17/11/1986
Assassination of Colonel Jaime Ramírez Gómez

That afternoon, Ramírez Gómez was on his way back to Bogotá after spending the weekend in a country house, where he had decided to go with his family to relax after a trip abroad. Photograph: El Espectador

Colonel Jaime Ramírez Gómez led important operations against drug trafficking. His resolve and refusal to participate in corruption led to his assassination by the Medellín Cartel.

Colonel Jaime Ramírez Gómez, director of the Anti-Narcotics Unit of the Colombian Police, was assassinated on November 17, 1986, near Bogotá, when returning from a country house with his wife Helena Méndez Vargas and his sons Javier and Jaime Ramírez Méndez. The vehicle they were traveling in was approached by hitmen, who shot at them. Although Ramírez lost control of the vehicle, his family members escaped unharmed.

Resolve to Fight Drug Trafficking

Ramírez Gómez’s struggle to stop drug trafficking started in 1975 when he arrested Iván Darío Carvalho, who was a member of the first organization that produced and sold cocaine. In his attempt to stop drug trafficking, years later, he shut down a processing laboratory owned by Verónica Rivera de Vargas, known as “The Queen of Cocaine”.

Together with the DEA, Ramírez Gómez planned and led the destruction of Tranquilandia, the world’s largest cocaine processing center, located in Los Llanos del Yari in southern Colombia. The place had an area of 500 hectares, six runways and 19 laboratories for the production of this narcotic.

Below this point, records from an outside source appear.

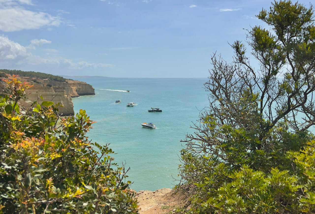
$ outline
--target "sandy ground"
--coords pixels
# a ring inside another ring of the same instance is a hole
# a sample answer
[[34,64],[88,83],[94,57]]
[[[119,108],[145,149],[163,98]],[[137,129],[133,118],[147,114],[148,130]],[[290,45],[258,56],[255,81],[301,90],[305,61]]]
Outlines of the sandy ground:
[[175,194],[171,189],[155,191],[139,191],[137,193],[140,214],[169,214],[177,207],[186,205],[188,200],[182,194]]

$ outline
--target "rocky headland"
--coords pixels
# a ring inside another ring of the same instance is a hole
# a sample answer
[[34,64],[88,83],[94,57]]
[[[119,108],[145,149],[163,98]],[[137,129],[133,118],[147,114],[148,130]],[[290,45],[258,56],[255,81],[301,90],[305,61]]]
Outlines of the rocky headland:
[[54,103],[60,102],[63,105],[63,107],[59,108],[59,113],[64,116],[74,114],[72,98],[95,94],[94,89],[91,85],[77,80],[66,79],[66,82],[62,82],[38,78],[20,76],[18,78],[21,82],[28,82],[31,85],[34,85],[25,91],[28,100],[32,102],[26,102],[21,100],[22,105],[30,106],[33,101],[36,100],[40,104],[43,100],[39,98],[41,95],[44,100],[51,101]]

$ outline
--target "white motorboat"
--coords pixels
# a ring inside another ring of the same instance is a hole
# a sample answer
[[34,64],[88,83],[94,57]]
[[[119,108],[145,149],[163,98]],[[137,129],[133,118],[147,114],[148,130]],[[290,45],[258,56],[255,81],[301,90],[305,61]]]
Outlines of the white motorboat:
[[149,128],[155,128],[157,127],[152,123],[143,123],[141,124],[141,125],[144,127]]

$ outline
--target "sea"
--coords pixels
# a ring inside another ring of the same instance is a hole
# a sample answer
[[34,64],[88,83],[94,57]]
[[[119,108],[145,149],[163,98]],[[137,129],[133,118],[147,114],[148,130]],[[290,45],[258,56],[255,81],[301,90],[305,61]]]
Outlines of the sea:
[[[114,162],[130,167],[131,188],[154,191],[179,183],[180,151],[185,146],[180,141],[193,133],[191,127],[209,105],[209,92],[203,87],[207,78],[72,78],[95,89],[95,95],[72,99],[75,113],[85,110],[96,122],[88,136],[92,142],[110,144]],[[127,107],[130,102],[136,105]],[[163,111],[148,112],[151,108]],[[144,122],[157,128],[143,127]]]

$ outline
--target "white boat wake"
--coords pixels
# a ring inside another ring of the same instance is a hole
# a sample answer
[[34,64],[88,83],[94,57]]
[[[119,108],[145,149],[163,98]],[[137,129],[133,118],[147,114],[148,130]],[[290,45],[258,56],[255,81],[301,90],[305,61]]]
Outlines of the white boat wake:
[[122,92],[127,92],[127,91],[123,91],[123,90],[115,90],[112,89],[100,89],[100,90],[103,91],[120,91]]

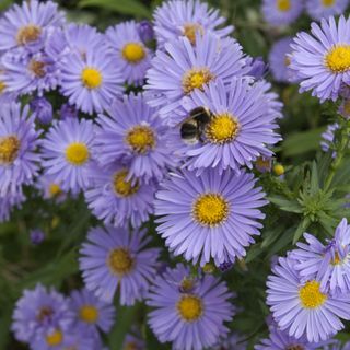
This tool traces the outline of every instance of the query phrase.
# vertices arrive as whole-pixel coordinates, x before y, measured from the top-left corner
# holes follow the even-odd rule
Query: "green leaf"
[[[290,135],[285,138],[282,150],[284,156],[294,156],[319,149],[320,135],[325,128]]]
[[[129,14],[139,18],[150,18],[150,10],[138,0],[81,0],[79,7],[96,7],[117,13]]]

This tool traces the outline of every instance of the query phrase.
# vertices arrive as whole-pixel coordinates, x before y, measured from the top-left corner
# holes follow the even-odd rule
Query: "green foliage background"
[[[151,19],[152,10],[161,0],[66,0],[59,1],[70,21],[84,22],[104,30],[110,24],[128,19]],[[236,30],[234,36],[252,56],[267,57],[271,44],[283,35],[293,35],[308,28],[310,19],[304,15],[296,24],[280,32],[268,27],[259,11],[259,0],[209,1],[221,9],[228,23]],[[3,11],[12,1],[0,1]],[[266,209],[267,219],[262,235],[248,250],[245,261],[223,275],[230,288],[237,293],[234,301],[242,310],[231,328],[246,335],[250,348],[267,335],[265,317],[265,283],[273,255],[284,254],[307,230],[319,237],[330,236],[339,218],[348,217],[343,209],[345,195],[350,192],[350,166],[347,154],[349,122],[337,135],[337,151],[342,159],[332,160],[319,152],[320,133],[337,116],[337,106],[319,105],[307,94],[300,95],[298,86],[275,85],[285,104],[281,120],[283,141],[276,148],[277,160],[284,164],[285,180],[272,174],[260,177],[271,205]],[[37,282],[55,285],[69,292],[82,285],[78,270],[78,249],[91,225],[97,224],[90,214],[83,198],[70,199],[63,205],[44,201],[27,190],[30,200],[16,211],[10,222],[0,224],[0,350],[26,349],[12,338],[9,329],[13,304],[23,289]],[[28,232],[40,228],[45,242],[35,247]],[[154,225],[149,223],[155,244],[162,246]],[[171,264],[175,264],[172,261]],[[106,338],[112,350],[120,350],[126,332],[137,324],[145,337],[148,349],[170,349],[160,345],[145,325],[147,308],[143,304],[121,307],[116,304],[117,322]],[[347,331],[340,338],[348,339]]]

In Tranquilandia, the drug traffickers managed to refine 23,733 kg of cocaine in just six months.

Both he and Minister of Justice Rodrigo Lara Bonilla made public the entry of drug trafficking money to soccer teams and politics. After this, the threats to kill them increased.

Ramírez Gómez uncovered the first plot to assassinate Lara Bonilla, which was the responsibility of the U.S. citizen Joseph Harold Rosenthal, arrested in Medellín. He also warned the F-2 police intelligence unit about the interception of the minister’s telephone lines by Pablo Escobar. Thanks to his testimony, Escobar was implicated in the assassination of Lara Bonilla on April 30, 1984.

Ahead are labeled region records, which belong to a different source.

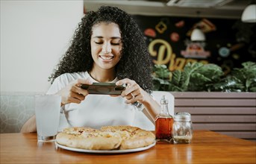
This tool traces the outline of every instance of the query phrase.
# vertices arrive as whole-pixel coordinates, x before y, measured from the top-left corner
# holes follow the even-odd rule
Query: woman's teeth
[[[104,55],[100,55],[99,56],[103,60],[111,60],[113,58],[113,56],[104,56]]]

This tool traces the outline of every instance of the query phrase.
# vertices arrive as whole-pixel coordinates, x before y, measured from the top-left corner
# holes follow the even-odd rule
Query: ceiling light
[[[195,28],[191,33],[191,41],[205,41],[205,34],[202,30]]]
[[[256,4],[252,4],[246,7],[242,14],[242,22],[256,22]]]

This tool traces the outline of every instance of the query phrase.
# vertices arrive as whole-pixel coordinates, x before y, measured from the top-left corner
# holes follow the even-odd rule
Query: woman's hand
[[[84,100],[89,93],[87,90],[80,87],[81,84],[92,84],[92,83],[89,79],[77,79],[57,93],[61,95],[61,106],[69,103],[80,104]]]
[[[124,90],[121,96],[125,97],[127,99],[125,103],[133,104],[136,101],[143,104],[146,98],[149,95],[146,91],[144,91],[139,84],[134,81],[128,78],[120,80],[116,83],[116,85],[127,84],[125,90]]]

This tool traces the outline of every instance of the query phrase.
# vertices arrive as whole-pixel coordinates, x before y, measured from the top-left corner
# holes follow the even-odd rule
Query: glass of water
[[[35,95],[35,113],[38,142],[55,140],[59,127],[61,96]]]

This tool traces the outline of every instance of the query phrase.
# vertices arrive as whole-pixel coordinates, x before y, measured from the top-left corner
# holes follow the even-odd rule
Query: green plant
[[[256,63],[246,62],[243,68],[235,68],[231,74],[213,85],[213,89],[225,92],[256,92]]]
[[[171,72],[165,65],[154,65],[153,81],[154,90],[164,91],[221,91],[255,92],[255,63],[243,63],[243,69],[234,69],[225,77],[216,64],[187,63],[184,70]]]

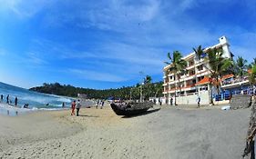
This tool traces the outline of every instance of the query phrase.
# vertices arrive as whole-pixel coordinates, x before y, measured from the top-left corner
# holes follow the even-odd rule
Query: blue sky
[[[0,81],[29,88],[162,80],[167,53],[184,55],[226,35],[256,57],[255,0],[0,0]]]

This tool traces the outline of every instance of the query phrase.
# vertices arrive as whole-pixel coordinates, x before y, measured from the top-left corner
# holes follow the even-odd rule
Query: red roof
[[[233,77],[233,76],[234,76],[234,75],[232,75],[232,74],[226,75],[222,76],[221,80],[225,80],[225,79],[228,79],[228,78],[231,78],[231,77]]]
[[[195,85],[201,85],[201,84],[209,84],[209,83],[210,83],[210,78],[209,77],[204,77],[200,82],[198,82]]]

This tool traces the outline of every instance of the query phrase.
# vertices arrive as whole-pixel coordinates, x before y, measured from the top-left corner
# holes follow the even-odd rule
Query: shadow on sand
[[[98,117],[98,116],[96,116],[96,115],[87,115],[87,114],[79,114],[79,116],[82,116],[82,117]]]
[[[149,110],[149,111],[147,111],[147,112],[145,112],[145,113],[138,114],[126,115],[126,116],[123,116],[122,118],[131,118],[131,117],[137,117],[137,116],[143,116],[143,115],[148,114],[151,114],[151,113],[154,113],[154,112],[158,112],[158,111],[159,111],[160,109],[161,109],[161,108],[157,108],[157,109]]]

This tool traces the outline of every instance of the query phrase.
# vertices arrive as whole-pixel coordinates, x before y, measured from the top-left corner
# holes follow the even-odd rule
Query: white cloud
[[[81,69],[69,69],[71,74],[77,75],[77,77],[87,80],[94,81],[103,81],[103,82],[122,82],[126,81],[126,78],[116,75],[115,71],[112,74],[97,72],[91,70],[81,70]]]
[[[20,18],[29,18],[54,2],[54,0],[0,0],[0,11],[11,12]]]

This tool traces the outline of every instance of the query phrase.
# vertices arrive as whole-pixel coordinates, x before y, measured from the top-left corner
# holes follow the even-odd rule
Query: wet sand
[[[241,158],[250,114],[163,106],[122,117],[107,106],[0,115],[0,158]]]

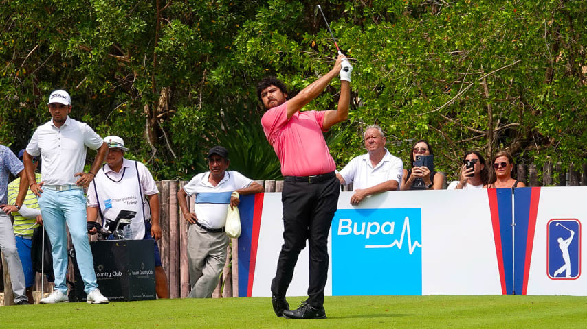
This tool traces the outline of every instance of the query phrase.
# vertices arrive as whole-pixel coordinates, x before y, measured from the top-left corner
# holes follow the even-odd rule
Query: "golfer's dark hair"
[[[257,97],[258,97],[259,101],[263,102],[263,100],[261,100],[261,92],[271,86],[275,86],[278,88],[284,94],[287,93],[287,87],[285,86],[285,84],[282,82],[281,80],[276,77],[265,77],[259,82],[259,84],[257,85]]]
[[[465,164],[465,162],[467,161],[467,156],[472,153],[477,156],[477,158],[479,158],[479,162],[483,164],[483,169],[479,172],[479,175],[481,176],[481,182],[483,183],[483,185],[486,185],[489,182],[489,171],[487,169],[487,164],[485,163],[485,158],[481,155],[481,152],[478,151],[467,151],[465,152],[465,156],[463,157],[463,164]]]

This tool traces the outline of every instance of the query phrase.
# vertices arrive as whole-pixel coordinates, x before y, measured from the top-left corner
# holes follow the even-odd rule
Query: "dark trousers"
[[[276,296],[285,296],[298,256],[308,240],[310,282],[307,302],[322,307],[328,278],[328,234],[340,193],[340,182],[335,177],[313,184],[284,182],[281,193],[284,243],[279,254],[277,273],[271,284],[271,291]]]

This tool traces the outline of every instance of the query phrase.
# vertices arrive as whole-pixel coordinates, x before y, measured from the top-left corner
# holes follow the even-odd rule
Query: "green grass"
[[[295,307],[302,299],[288,301]],[[586,297],[327,297],[324,307],[328,319],[291,320],[261,297],[5,306],[0,328],[587,328]]]

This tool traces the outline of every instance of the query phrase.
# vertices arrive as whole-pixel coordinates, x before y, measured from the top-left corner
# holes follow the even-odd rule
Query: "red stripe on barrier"
[[[253,210],[253,228],[251,233],[251,258],[249,263],[249,284],[247,287],[247,297],[251,297],[253,292],[253,282],[255,278],[255,264],[257,260],[257,247],[259,244],[259,230],[261,227],[261,215],[263,211],[263,197],[265,193],[255,195],[255,205]]]
[[[496,256],[498,258],[498,268],[501,282],[501,293],[506,295],[505,273],[503,269],[503,250],[501,247],[501,231],[499,226],[499,209],[498,208],[497,189],[487,188],[487,197],[489,199],[489,210],[491,213],[491,226],[494,229],[494,239],[496,243]]]
[[[536,229],[536,217],[538,215],[540,188],[533,187],[530,196],[530,211],[528,214],[528,239],[526,241],[526,263],[524,265],[524,284],[522,287],[522,295],[526,295],[526,290],[528,289],[528,276],[530,273],[532,247],[534,245],[534,233]]]

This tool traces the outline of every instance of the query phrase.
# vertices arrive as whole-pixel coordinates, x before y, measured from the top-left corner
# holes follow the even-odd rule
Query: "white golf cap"
[[[104,141],[108,145],[109,149],[120,149],[125,152],[129,150],[124,147],[124,141],[118,136],[109,136],[104,138]]]
[[[71,105],[71,97],[65,90],[55,90],[49,96],[47,104],[52,103],[59,103],[63,105]]]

One of his last achievements was discovering that Escobar Gaviria’s hitmen used a series of license plates with the letters KF, which had been stolen from the traffic offices in Itagüí.

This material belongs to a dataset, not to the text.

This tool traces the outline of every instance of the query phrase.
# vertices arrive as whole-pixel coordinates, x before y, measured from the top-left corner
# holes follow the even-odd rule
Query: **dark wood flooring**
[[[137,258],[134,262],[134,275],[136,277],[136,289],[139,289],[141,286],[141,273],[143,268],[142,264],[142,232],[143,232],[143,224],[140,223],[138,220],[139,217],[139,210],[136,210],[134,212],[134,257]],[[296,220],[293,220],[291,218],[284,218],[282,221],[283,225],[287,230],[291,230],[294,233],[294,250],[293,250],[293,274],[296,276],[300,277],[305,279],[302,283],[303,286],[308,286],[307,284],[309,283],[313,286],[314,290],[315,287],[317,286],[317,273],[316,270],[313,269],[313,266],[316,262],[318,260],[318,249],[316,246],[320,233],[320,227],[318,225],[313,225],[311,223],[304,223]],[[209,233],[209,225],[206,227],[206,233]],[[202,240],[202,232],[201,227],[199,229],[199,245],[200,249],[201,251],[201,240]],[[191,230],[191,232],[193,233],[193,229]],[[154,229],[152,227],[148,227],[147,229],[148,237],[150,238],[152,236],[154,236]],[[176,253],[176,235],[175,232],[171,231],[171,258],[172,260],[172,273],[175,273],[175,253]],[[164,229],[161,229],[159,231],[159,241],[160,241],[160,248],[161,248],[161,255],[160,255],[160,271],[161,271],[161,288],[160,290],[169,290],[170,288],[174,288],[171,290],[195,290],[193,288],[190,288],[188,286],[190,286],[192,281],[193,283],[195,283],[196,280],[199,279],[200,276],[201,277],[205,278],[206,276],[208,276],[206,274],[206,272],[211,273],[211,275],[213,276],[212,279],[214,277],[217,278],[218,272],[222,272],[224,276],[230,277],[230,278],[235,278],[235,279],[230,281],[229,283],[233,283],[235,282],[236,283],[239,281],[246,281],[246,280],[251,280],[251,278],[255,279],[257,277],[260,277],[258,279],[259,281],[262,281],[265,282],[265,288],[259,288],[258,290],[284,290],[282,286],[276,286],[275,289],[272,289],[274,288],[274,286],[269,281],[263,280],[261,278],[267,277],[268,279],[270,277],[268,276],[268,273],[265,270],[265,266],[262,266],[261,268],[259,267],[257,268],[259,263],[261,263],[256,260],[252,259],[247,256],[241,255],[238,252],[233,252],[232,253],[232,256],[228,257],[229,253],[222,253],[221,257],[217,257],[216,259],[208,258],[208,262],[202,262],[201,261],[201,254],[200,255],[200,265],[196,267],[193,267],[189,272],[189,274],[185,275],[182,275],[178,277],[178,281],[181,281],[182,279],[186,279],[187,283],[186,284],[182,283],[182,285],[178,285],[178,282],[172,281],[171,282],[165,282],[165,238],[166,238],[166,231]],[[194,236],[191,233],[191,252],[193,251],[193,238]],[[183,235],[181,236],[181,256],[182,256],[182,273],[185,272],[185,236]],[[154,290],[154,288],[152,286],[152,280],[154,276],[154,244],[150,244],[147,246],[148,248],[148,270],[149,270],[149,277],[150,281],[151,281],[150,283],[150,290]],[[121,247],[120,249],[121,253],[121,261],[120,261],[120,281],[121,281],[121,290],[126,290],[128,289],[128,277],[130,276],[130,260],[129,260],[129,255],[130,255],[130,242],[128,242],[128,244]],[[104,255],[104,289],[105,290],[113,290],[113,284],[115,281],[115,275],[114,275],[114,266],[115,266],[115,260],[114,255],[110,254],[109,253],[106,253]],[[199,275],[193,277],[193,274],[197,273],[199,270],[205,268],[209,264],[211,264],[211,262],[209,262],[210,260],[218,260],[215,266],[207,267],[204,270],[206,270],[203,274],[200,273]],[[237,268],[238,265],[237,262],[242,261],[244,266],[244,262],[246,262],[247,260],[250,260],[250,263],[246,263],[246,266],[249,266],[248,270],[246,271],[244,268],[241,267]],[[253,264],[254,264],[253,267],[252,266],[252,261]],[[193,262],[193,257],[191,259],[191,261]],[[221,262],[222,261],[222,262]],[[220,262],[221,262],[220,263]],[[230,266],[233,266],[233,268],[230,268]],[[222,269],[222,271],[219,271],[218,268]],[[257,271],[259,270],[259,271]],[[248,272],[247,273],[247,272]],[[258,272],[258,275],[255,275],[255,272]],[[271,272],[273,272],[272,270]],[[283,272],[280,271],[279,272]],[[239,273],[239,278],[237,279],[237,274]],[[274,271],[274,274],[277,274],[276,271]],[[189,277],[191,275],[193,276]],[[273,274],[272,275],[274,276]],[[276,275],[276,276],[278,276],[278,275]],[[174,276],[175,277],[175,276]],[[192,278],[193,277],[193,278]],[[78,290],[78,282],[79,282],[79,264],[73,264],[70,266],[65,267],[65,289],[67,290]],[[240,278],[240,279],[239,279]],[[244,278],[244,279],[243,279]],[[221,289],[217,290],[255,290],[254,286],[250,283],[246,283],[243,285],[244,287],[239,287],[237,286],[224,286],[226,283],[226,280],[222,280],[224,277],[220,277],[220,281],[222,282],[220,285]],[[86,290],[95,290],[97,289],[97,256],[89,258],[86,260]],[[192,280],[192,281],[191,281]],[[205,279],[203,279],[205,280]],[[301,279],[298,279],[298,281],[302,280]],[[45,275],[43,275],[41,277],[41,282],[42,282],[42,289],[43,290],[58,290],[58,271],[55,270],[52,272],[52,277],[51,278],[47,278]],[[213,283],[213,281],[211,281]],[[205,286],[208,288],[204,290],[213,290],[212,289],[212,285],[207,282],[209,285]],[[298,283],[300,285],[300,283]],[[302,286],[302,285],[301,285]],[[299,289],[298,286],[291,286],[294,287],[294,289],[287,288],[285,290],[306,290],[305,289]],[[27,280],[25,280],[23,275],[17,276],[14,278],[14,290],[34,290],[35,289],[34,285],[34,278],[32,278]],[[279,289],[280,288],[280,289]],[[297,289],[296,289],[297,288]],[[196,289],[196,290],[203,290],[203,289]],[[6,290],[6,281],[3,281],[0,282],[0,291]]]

The Plot to Assassinate Him

Despite the threats, Jaime Ramírez refused to be protected by bodyguards the weekend he was assassinated, because he thought that the country house he was traveling to was safe. A different version is that a senior official of the Colombian Police told the colonel that the drug traffickers had cancelled their plan to assassinate him and this put his mind at rest.

Pablo Escobar hired members of the Ricardo Franco Front (guerrilla group) to commit this crime for COP 25 million. With this money, they purchased four pistols, a machine gun and a silencer on Medellín’s black market. This material was transferred to Bogotá and stored in a house owned by Pablo Escobar.